Professor Hopkins agrees and adds, "America sees that and thinks 'We thought that was the Black church.' Prosperity gospel is a recent development, but the whole personal salvation and social justice has been there since the Black church began."
Smith chided, "Black parishioners are interested in large gatherings of praise where Darfur, Sudan, Angola, the Congo, and Colombia never get mentioned. (They) are interested in large gatherings of praise where they can gather for an entire week of getting their praise on and getting their shout on, speaking in tongues and spending their dollars."
A national conference of Black clergy convened in Los Angeles in 2005, where conveners were urged to stand against popular culture, secularism and violence. The African American Church Strategy Team, a coalition of eight Black Presbyterian churches, brought together 121 preachers and lay Christian leaders from 10 states. The theme of the four-day gathering was "Reflecting Scripture in a Post-Civil Rights Era: Declaring Our Lord Jesus from the Pulpit, in the Pew, on the Pavement."
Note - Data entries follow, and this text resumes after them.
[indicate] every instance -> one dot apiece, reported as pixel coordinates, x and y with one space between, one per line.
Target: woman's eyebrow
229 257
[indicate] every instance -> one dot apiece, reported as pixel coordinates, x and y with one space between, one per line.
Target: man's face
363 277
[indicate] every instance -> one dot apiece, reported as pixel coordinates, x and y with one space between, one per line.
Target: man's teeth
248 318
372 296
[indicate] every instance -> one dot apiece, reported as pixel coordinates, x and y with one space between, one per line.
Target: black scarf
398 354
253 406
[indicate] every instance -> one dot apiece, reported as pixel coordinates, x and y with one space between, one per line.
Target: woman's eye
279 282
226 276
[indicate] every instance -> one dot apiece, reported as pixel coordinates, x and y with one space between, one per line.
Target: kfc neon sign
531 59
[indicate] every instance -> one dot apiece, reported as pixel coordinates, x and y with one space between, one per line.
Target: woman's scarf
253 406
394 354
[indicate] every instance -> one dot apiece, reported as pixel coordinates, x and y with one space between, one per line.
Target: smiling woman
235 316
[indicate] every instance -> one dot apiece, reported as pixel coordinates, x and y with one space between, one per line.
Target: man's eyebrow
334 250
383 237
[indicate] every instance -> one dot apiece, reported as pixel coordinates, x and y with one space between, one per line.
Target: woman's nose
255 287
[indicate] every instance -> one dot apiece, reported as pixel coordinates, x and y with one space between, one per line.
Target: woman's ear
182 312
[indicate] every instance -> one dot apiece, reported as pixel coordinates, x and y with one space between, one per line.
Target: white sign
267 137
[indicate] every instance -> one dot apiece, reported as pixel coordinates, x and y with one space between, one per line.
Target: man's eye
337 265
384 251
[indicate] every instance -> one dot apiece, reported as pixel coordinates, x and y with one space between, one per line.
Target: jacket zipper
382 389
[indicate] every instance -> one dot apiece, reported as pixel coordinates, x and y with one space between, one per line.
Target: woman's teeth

The Rev. Dr. Cecil "Chip" Murray, a senior fellow of the Center for Religion and Civic Culture at the USC and the former pastor of First A.M.E. Church in Los Angeles, takes exception to the term "post civil rights" in his criticism of what has happened in many Black churches.
"Today we hear talk of the post civil rights era and that is precisely a problem we meet with the so-called post civil rights church," he says. "When you speak of Black clergy now, you are speaking of a large percentage who have yielded to materialism," Murray complains. "They have yielded to consumerism. They have yielded to 'me too-ism' just going to preach and work people's emotions up and then say, "I'll see you next Sunday," and those people walk out to go through hell."
The Rev. Dr. Cain Hope Felder, professor of biblical languages and literature at Howard University School of Divinity in Washington, D.C., staunchly criticizes secular Christianity. He told the Los Angeles Times six years ago, "Too many preachers have become so enamored with fame, money, large congregations and the art of preaching as entertainment that they have forgotten their calling."
At the Claremont School of Theology, Murray instructed students preparing to serve Black churches, "I define Black preaching as liberation preaching: 'I have come to set the captives free'. It isn't the elevator of social acceptance that sets us free. It isn't the occasional flashbulb that goes off in your face. It is the understanding that I have been sent to set free the captive: the captive mind, heart, and spirit."
Despite criticism about the shifting emphasis from liberation preaching to enriching preachers' pocketbooks, Black clergy continue to retain high regard within the African American community. But, there are cautions that respect may be eroding.
The Rev. Dr. C. Dennis Williams, pastor of Brookins Community African Methodist Epsicopal Church in Los Angeles, is concerned about behaviors of some high-profile preachers which placed them in a negative public light.